Quand la croix domine le cercle comme dans le graphisme de l’antimoine et du cinabre, le cercle est toujours le soufre philosophique dont l’élément primordial placé au dessus n’est plus le creuset comme précédemment, mais les "larmes" qui permettent le blanchiment en cette phase appelée aigles par Fulcanelli. Elle consiste à sept adjonctions prudentes et mesurées aussi bien pondéralement que temporellement du nécessaire lait de Vierge (tiré de la rosée de mai après 40 jours de cristallisation aux ténèbres)...Et après on nous dira qu'il n'y a pas d'alchimie dans les Rituels maçonniques ?

Incinérer, c’est consumer par le feu. Action par laquelle on réduit un corps en cendres. L’incinération est comparable à une calcination philosophique sans l’élément fécondant. Elle produit une cendre qui sera plus tard – là est la différence - fécondée par un Soufre quelconque. Á moins que celle-ci soit utilisée comme un Sel, comme c’est le cas, par exemple, dans l’élixir végétal.

Dans cet espace qui évoque le Mythe du Centaure qui vit de l'autre côté du Styx (Chiron enfant de Cronos et l'un d'eux), nous sommes confrontés à ces créatures hybrides car les Centaures ont en eux une part d’animalité qui l’emporte sur leur part d’humanité. En tant que tels, ils représentent les pulsions de violence et de concupiscence, autrement dit la bête qui sommeille en l’homme (Kéchet). En effet, le plus célèbre des centaures, Chiron (centaure immortel), est réputé pour sa sagesse et fut le tuteur des plus grands héros grecs : Achille, Jason, Héraclès pour ne citer qu’eux. Un jour où Héraclès chassait les centaures du mont Pélion, il tira par mégarde une flèche empoisonnée sur Chiron. Le centaure ne pouvait pas en mourir, mais le poison lui donnait de terribles douleurs. Afin d’y mettre fin, Chiron demanda à mourir à la place de Prométhée, condamné par les dieux pour avoir donné le feu aux hommes ; ce qui lui fut accordé.        

Cette Porte nous signifie qu'il est temps de souffler et de se ressourcer. Peut-être nous sommes-nous laissés happer par l'engrenage du tumulte quotidien ? Peut-être avons-nous oublié l'indispensable rendez-vous avec notre Etre de Lumière, dans l'instant présent ? Il faut alors consacrer le temps nécessaire pour prendre du recul, faire le point, retrouver son sanctuaire intérieur, goûter le silence, revenir à l'essentiel (Samech/ Adnachiel).
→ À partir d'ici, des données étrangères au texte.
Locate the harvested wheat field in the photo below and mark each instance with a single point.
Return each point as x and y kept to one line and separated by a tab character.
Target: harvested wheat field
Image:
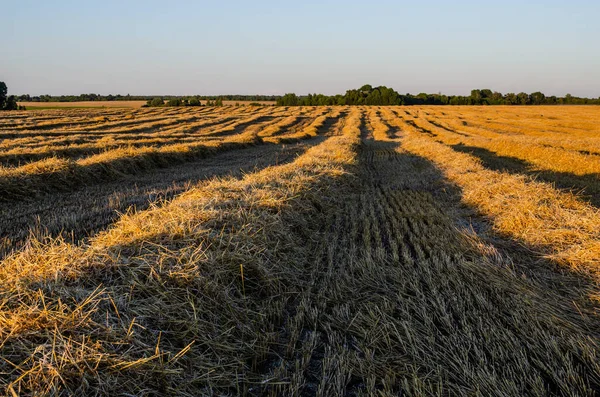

Le chemin n'est pas terminé, mais il faut apprendre à en apprécier chaque étape, ne pas rechercher la perfection immédiate, mais Accepter d'être un enfant qui retrouve la joie, parce qu'il se sent en parfaite sécurité, accompagné par ses Parents divins (Kisler).

4 - La Multiplication - Œuvre au Blanc - élément Eau : La multiplication est l’acte par lequel on augmente en quantité ou en vertu. La multiplication en quantité, c’est le procédé par lequel l’alchimiste augmente en quantité l’élixir ou la pierre obtenus. La multiplication en vertu, c’est le procédé par lequel l’alchimiste augmente l’efficacité (la force active, la puissance transmutante) de l’élixir ou de la pierre obtenus. Aussi Ripley compare-t-il la multiplication au feu, d’où l’on peut tirer de quoi allumer bien d’autres feux.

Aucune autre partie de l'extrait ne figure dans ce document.